또는, 각각의 제품에 대해 별도의 프로모션 성과 예측 인공신경망 장치(10)를 구성하고, 프로모션 속성 데이터(200), 성과 데이터(300)를 수신하여 프로모션 성과 예측 인공신경망 장치(10)를 학습시키고, 기학습된 프로모션 성과 예측 인공신경망 장치에 프로모션 속성 데이터(200)를 입력하여 예측되는 프로모션 성과 예측 데이터(400)을 출력할 수 있다. 이 때 이용될 수 있는 인공신경망 이외에도 다층 퍼셉트론(Multi-layer perceptron), 나이브 베이지안 분류(Naive-Bayesian Classification), 랜덤 포레스트 분류(Random Forest Classification) 등의 기계학습이 이용될 수 있다.Alternatively, a separate promotional performance artificial neural network device 10 is configured for each product, and the promotional performance data 200 and the performance data 300 are received to learn the promo performance prediction artificial neural network device 10, The predicted promotional performance data 400 can be output by inputting the promotional attribute data 200 to the predicted promotional performance neural network device.
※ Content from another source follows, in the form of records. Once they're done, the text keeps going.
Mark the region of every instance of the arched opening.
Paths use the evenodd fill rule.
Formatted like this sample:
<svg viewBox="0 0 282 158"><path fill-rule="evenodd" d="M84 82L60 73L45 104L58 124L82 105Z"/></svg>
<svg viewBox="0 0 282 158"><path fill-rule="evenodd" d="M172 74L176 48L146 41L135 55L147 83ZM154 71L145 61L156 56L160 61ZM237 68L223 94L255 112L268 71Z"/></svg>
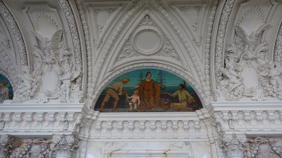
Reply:
<svg viewBox="0 0 282 158"><path fill-rule="evenodd" d="M194 88L168 71L143 68L118 75L99 96L100 112L192 112L202 108Z"/></svg>

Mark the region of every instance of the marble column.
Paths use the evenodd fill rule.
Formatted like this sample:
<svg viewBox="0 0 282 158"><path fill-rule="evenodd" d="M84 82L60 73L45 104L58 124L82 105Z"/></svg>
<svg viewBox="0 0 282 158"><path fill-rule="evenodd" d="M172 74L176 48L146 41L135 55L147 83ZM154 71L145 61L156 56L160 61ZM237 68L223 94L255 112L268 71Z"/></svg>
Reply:
<svg viewBox="0 0 282 158"><path fill-rule="evenodd" d="M8 157L13 149L18 145L16 138L11 135L0 136L0 158Z"/></svg>
<svg viewBox="0 0 282 158"><path fill-rule="evenodd" d="M222 136L222 147L227 158L243 158L244 143L247 140L245 134L231 134Z"/></svg>
<svg viewBox="0 0 282 158"><path fill-rule="evenodd" d="M79 139L75 134L54 135L52 138L56 158L71 158L78 148Z"/></svg>

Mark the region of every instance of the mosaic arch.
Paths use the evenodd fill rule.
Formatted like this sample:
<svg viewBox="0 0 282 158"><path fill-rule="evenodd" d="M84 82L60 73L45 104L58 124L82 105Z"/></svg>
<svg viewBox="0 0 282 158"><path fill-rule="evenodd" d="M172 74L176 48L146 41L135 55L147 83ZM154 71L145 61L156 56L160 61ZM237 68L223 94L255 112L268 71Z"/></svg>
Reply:
<svg viewBox="0 0 282 158"><path fill-rule="evenodd" d="M141 69L111 81L99 96L100 112L192 112L202 108L194 89L165 70Z"/></svg>

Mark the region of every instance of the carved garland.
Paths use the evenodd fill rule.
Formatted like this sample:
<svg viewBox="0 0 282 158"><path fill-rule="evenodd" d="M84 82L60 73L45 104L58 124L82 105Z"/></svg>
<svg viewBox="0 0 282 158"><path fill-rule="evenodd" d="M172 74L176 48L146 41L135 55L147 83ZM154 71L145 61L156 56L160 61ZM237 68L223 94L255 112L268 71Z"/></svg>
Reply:
<svg viewBox="0 0 282 158"><path fill-rule="evenodd" d="M59 0L59 4L66 15L67 18L68 25L70 30L70 34L73 38L73 49L74 49L74 58L75 58L75 65L77 70L82 72L82 57L81 57L81 46L80 41L78 35L78 27L75 22L75 19L73 15L73 13L71 10L68 1L66 0ZM82 77L78 77L77 79L77 83L81 86L82 84Z"/></svg>
<svg viewBox="0 0 282 158"><path fill-rule="evenodd" d="M216 35L216 53L215 53L215 75L216 84L219 84L222 77L220 73L220 67L222 67L222 55L223 52L223 42L224 37L226 31L227 22L229 18L229 15L231 13L232 8L233 6L235 1L228 0L224 5L223 11L222 11L219 30L217 31ZM217 85L216 85L217 86Z"/></svg>
<svg viewBox="0 0 282 158"><path fill-rule="evenodd" d="M167 21L171 25L172 27L174 29L174 30L176 31L176 32L178 34L179 37L181 39L184 46L186 48L187 51L188 52L190 56L191 57L192 61L194 64L194 66L196 69L196 71L198 72L199 74L199 77L200 79L201 83L203 83L203 86L204 86L204 76L197 63L196 57L195 56L195 55L193 54L191 48L190 48L189 46L189 44L188 41L187 41L186 38L184 37L183 34L181 32L181 30L178 28L178 27L176 25L176 22L174 22L172 20L172 18L169 16L169 14L166 11L166 10L163 8L163 6L161 6L161 5L158 4L155 4L155 6L159 9L159 11L162 13L162 15L164 15L164 18L166 18L166 19L167 20ZM190 81L190 80L189 80ZM192 83L191 83L192 84ZM194 83L196 84L196 83ZM196 88L196 84L194 84L194 86L195 86L195 88ZM208 103L208 98L205 97L205 96L207 95L205 91L202 91L202 93L201 93L200 91L202 91L202 88L197 86L196 88L199 92L199 95L201 96L202 98L205 98L204 99L204 104L206 104Z"/></svg>

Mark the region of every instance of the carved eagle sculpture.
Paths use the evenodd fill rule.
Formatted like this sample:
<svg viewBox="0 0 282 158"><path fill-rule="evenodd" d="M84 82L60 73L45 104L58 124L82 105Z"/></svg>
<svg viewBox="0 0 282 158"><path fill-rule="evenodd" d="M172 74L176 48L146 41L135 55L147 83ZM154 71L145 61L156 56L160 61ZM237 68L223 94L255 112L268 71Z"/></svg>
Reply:
<svg viewBox="0 0 282 158"><path fill-rule="evenodd" d="M54 64L56 62L56 50L59 48L59 44L63 39L63 31L61 29L56 31L50 39L42 37L39 32L32 32L38 40L38 48L42 51L42 57L44 58L47 63Z"/></svg>
<svg viewBox="0 0 282 158"><path fill-rule="evenodd" d="M236 25L234 27L235 34L240 38L240 42L245 45L245 48L248 49L246 51L253 51L260 41L260 37L262 32L269 26L270 24L264 24L251 32L246 32L239 25ZM248 33L250 34L249 34Z"/></svg>
<svg viewBox="0 0 282 158"><path fill-rule="evenodd" d="M62 41L63 30L59 29L56 31L50 39L42 37L38 32L33 32L35 38L38 40L39 47L42 49L56 49L58 48L59 42Z"/></svg>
Machine learning such as multi-layer perceptron, Naive-Bayesian classification, and random forest classification can be used in addition to the artificial neural network that can be used at this time.
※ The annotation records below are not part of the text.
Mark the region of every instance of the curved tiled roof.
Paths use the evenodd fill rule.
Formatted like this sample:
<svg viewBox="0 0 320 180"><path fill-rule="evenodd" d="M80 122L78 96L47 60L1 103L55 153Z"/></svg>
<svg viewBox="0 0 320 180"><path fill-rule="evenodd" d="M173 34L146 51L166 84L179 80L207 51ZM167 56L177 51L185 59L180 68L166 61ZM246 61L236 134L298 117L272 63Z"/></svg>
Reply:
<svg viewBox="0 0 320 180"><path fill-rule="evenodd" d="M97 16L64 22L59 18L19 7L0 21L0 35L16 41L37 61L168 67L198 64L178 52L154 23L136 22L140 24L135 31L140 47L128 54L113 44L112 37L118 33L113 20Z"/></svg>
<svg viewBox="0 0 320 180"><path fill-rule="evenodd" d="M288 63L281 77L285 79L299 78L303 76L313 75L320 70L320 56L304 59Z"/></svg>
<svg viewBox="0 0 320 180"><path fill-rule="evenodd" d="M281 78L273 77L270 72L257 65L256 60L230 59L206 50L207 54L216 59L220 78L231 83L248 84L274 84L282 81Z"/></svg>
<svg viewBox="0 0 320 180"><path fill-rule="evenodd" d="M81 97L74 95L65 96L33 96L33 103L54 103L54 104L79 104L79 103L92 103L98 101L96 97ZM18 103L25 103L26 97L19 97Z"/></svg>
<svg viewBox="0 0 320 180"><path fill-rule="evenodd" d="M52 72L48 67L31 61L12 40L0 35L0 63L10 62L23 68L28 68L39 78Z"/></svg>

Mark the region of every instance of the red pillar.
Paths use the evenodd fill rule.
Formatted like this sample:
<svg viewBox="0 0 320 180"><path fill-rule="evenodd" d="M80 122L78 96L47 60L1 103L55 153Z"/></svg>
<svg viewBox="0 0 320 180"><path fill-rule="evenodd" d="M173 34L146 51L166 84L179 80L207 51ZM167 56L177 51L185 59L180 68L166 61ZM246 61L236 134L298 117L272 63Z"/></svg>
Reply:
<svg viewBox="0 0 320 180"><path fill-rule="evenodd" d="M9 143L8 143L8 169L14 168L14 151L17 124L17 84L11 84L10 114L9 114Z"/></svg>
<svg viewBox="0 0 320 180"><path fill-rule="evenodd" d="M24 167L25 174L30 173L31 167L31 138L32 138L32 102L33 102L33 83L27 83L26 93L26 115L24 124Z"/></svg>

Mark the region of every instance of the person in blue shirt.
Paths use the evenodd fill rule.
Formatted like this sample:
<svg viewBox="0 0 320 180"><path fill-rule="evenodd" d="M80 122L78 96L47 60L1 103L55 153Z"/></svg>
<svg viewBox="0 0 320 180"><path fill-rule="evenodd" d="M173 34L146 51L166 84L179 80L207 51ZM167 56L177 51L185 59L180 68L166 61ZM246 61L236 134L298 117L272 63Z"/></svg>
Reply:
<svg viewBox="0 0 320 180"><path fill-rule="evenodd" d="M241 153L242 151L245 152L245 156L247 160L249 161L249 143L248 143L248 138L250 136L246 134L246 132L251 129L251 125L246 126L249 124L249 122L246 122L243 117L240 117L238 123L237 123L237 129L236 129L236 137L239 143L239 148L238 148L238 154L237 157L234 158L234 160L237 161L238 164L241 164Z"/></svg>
제품 속성 데이터(100)는 제품 카테고리, 제품 판매가격, 제품원가 등을 포함할 수 있다. The product attribute data 100 may include a product category, a product selling price, a product cost, and the like.
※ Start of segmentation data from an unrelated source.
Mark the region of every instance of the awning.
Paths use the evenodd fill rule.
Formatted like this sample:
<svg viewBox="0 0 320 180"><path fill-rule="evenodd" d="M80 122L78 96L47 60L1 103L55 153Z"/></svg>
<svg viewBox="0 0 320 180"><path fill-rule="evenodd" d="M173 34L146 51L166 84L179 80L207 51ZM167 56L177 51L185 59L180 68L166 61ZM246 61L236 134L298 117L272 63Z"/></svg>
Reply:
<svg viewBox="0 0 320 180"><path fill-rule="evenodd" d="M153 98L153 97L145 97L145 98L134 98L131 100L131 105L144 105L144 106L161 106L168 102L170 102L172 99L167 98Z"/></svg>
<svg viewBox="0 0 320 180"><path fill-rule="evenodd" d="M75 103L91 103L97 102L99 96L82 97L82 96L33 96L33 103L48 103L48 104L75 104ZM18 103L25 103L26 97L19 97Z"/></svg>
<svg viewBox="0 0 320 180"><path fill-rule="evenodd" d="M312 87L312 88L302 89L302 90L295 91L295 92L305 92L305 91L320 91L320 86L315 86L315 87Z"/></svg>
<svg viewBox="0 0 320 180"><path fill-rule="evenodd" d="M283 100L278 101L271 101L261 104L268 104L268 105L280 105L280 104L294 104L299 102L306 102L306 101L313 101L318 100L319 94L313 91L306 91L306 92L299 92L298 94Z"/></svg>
프로모션 속성 데이터(200)는 프로모션 카테고리(할인 프로모션, 사은품 프로모션 등), 프로모션 기간, 프로모션 쇼핑몰, 노출구좌, 프로모션 이미지 등을 포함할 수 있다. 본 발명의 일실시예에 따른 프로모션 속성 데이터 중 프로모션 이미지 데이터는 기학습된 CNN(Convolutional Neural Network)을 통해 특정 분위기 카테고리, 특정 색감 카테고리로 분류된 결과값을 의미할 수 있다. Promotion attribute data 200 may include promotional categories (discount promotions, gift promotions, etc.), promotion periods, promotional malls, exposure accounts, promotional images, and the like. Promotion image data among the promotion attribute data according to an embodiment of the present invention may mean a result value classified into a specific atmosphere category and specific color category through the CNN (Convolutional Neural Network) that has been learned.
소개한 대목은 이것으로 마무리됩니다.